Mas se este texto parece sair da norma, considerem os três que se seguem:
- Is the European Union wasting an opportunity for reform? é uma análise de Paul Wallace na britânica Prospect, um texto onde se defende que, estando a economia europeia finalmente de boa saúde, era boa altura para reforçar a união monetária, só que, “as ever, it’s complicated”. E é complicado por um motivo que poucos referem: as prioridades políticas internas dos diferentes governos da União Europeia: “Arguably, however, the biggest enemy of reforms of the monetary union is the very return of health to the European economy. Although in principle this makes now a propitious moment to push through difficult changes, in practice it takes away the pressure to do so. In which case, the ECB’s extreme easing policies that were supposedly to buy time for structural reforms have done so only for national politicians to waste it.”
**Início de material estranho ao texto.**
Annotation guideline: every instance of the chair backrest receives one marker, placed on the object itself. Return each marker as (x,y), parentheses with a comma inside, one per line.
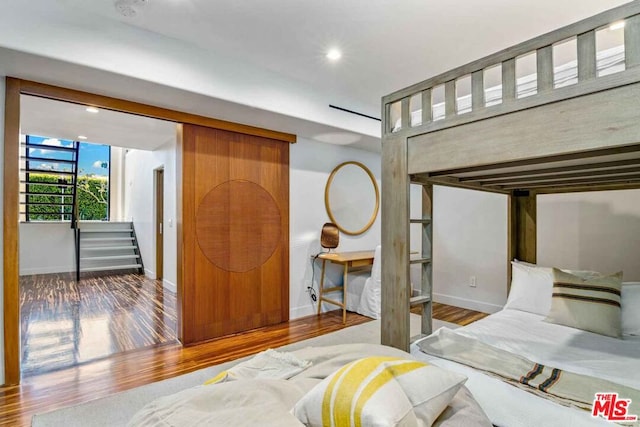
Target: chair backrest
(376,268)
(330,236)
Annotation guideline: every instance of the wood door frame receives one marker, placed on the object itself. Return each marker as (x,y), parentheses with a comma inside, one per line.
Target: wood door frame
(158,181)
(13,89)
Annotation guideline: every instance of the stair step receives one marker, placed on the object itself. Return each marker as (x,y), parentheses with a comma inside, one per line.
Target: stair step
(47,159)
(50,147)
(109,258)
(107,248)
(47,172)
(105,239)
(113,267)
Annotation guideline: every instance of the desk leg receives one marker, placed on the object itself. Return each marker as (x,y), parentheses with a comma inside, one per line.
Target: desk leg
(344,294)
(321,286)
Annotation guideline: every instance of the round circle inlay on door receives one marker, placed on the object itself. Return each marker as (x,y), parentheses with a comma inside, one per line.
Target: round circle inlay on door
(238,225)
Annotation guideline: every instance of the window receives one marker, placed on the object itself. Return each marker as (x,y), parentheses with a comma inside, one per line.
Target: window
(49,172)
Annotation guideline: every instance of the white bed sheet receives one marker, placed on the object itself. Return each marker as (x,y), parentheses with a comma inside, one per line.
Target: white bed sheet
(562,347)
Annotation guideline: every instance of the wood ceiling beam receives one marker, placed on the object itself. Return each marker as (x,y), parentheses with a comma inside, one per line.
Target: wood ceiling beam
(549,171)
(541,160)
(576,182)
(568,176)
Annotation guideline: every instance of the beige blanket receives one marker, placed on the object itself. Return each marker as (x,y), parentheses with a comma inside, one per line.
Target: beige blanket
(261,402)
(564,387)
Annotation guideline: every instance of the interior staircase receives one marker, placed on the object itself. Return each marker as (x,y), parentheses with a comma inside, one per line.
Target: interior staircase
(106,246)
(48,190)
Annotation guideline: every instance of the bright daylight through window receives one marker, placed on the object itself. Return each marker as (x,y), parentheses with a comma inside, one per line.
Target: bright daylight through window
(51,168)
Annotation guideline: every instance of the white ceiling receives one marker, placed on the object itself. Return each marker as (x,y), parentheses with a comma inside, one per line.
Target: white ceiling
(63,120)
(386,44)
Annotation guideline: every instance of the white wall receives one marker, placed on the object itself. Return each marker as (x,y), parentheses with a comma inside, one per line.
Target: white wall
(116,184)
(46,248)
(311,164)
(594,231)
(2,86)
(470,239)
(139,206)
(124,49)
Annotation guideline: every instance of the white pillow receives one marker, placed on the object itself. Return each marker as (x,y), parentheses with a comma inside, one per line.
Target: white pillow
(380,391)
(631,308)
(531,288)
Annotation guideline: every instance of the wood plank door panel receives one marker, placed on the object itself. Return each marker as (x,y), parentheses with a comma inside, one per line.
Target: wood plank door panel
(235,232)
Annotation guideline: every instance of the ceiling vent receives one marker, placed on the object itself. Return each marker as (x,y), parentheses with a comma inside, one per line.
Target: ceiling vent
(129,8)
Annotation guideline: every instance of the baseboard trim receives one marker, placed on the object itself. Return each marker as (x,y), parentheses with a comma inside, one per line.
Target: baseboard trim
(170,286)
(47,270)
(312,308)
(483,307)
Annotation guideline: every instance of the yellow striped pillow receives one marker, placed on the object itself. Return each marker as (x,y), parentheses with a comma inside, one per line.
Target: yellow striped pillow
(380,391)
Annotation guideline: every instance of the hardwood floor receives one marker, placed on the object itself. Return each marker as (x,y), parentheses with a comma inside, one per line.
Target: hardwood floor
(66,323)
(49,391)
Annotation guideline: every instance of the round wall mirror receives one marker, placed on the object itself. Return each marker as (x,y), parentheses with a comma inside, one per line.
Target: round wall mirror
(352,198)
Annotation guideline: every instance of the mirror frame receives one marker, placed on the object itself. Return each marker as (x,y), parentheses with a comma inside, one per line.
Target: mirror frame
(328,205)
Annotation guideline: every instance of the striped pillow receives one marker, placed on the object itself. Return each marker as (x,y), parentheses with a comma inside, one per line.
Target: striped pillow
(380,391)
(590,304)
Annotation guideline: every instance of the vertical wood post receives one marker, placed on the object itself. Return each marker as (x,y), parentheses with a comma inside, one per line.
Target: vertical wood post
(450,98)
(426,106)
(587,56)
(523,214)
(544,61)
(395,243)
(11,200)
(426,269)
(509,80)
(632,41)
(477,90)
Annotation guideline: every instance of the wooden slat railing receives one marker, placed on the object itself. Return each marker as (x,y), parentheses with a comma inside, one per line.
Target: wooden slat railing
(585,34)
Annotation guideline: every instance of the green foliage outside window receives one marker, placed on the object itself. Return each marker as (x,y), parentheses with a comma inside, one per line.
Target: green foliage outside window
(93,195)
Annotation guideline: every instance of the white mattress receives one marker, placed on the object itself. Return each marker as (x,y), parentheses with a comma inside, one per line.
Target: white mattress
(562,347)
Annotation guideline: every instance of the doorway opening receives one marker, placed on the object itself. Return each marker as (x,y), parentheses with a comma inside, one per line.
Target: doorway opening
(90,284)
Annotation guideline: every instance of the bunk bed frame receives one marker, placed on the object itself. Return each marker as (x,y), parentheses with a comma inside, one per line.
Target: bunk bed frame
(582,137)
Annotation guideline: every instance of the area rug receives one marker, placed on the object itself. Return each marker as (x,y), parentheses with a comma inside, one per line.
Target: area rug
(118,409)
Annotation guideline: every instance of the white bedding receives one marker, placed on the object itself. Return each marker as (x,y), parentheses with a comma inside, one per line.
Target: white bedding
(566,348)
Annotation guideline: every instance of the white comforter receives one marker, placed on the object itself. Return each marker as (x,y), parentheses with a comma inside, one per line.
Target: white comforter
(558,346)
(267,402)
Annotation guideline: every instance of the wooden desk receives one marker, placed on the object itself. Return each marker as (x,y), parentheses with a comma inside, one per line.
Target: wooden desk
(348,260)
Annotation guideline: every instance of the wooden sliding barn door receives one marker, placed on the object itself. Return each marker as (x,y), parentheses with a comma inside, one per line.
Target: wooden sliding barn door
(235,232)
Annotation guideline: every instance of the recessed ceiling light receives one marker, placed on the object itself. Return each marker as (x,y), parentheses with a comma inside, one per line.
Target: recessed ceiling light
(334,54)
(616,26)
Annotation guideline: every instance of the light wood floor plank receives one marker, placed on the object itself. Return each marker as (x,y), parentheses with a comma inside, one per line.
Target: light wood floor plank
(72,386)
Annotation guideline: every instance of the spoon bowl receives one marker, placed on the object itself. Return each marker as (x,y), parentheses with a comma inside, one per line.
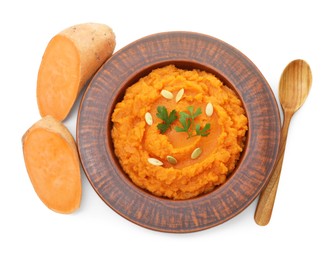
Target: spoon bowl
(295,84)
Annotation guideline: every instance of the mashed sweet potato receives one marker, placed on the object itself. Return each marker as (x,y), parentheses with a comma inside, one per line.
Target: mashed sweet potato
(163,163)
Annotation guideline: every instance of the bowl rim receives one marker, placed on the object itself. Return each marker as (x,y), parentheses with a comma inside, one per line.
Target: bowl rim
(176,216)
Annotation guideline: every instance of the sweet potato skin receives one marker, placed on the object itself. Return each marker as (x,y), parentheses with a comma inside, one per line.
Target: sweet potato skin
(71,58)
(53,165)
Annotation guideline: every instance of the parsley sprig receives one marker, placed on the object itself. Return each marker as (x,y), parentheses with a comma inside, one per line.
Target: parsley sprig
(186,119)
(167,119)
(188,123)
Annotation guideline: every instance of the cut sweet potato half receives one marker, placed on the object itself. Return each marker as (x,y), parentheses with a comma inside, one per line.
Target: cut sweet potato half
(53,165)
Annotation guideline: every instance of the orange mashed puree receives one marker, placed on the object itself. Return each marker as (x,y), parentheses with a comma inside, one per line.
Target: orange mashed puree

- Brexit suggests we’re on the right side of history, de Robert Tombs, é o texto que faz capa da Spectator desta semana e já estou a ver muita gente indignada só com o título. O argumento do artigo é porém bastante elaborado e anda em torno da seguinte ideia: “For more than a century, theorists have advocated just such an approach: the nation was obsolete, the future lay with great continental or even global federations run by high-minded elites. Whatever the theorists say, ordinary people seem intuitively to feel the opposite: they look for security to the people they know and trust, and to governments over which they have some direct control. That is what Brexit means, and it will leave us with two huge tasks. First, to work to restore and enhance our solidarity as a multinational nation. Second, to show that like-minded countries can work together while maintaining their democratic sovereignty.”
- I Have Seen London’s Future and It Is Caracas, de Theodore Dalrymple, editor do City Journal de Nova Iorque, é a minha provocação final de hoje. Texto sombrio e muito pessimista sobre o futuro de um Reino Unido pós-Brexit, mas não pelos motivos habitualmente defendidos pelos “remainers”. Pequena passagem que ilustra o núcleo da tese do autor: “The present Prime Minister, Theresa May, is very much a statist, indistinguishable from European social democrats, and the leader of the opposition, Mr Corbyn, who might well be the next Prime Minister, is an unapologetic admirer of Hugo Chavez. It is hardly to be expected that foreign investors will place much trust or confidence in an isolated country whose next government might very well weaken property rights, impose capital controls and increase corporate taxation in favour of supposed social justice. It would not take very long to turn Britain into a northern Venezuela: a Venezuela without the oil or the tropical climate.”
Termino por hoje, e por esta semana, com votos de um bom descanso e leituras desafiantes. Que a força esteja convosco (ou pelo menos com os fãs da regressada Star Wars)!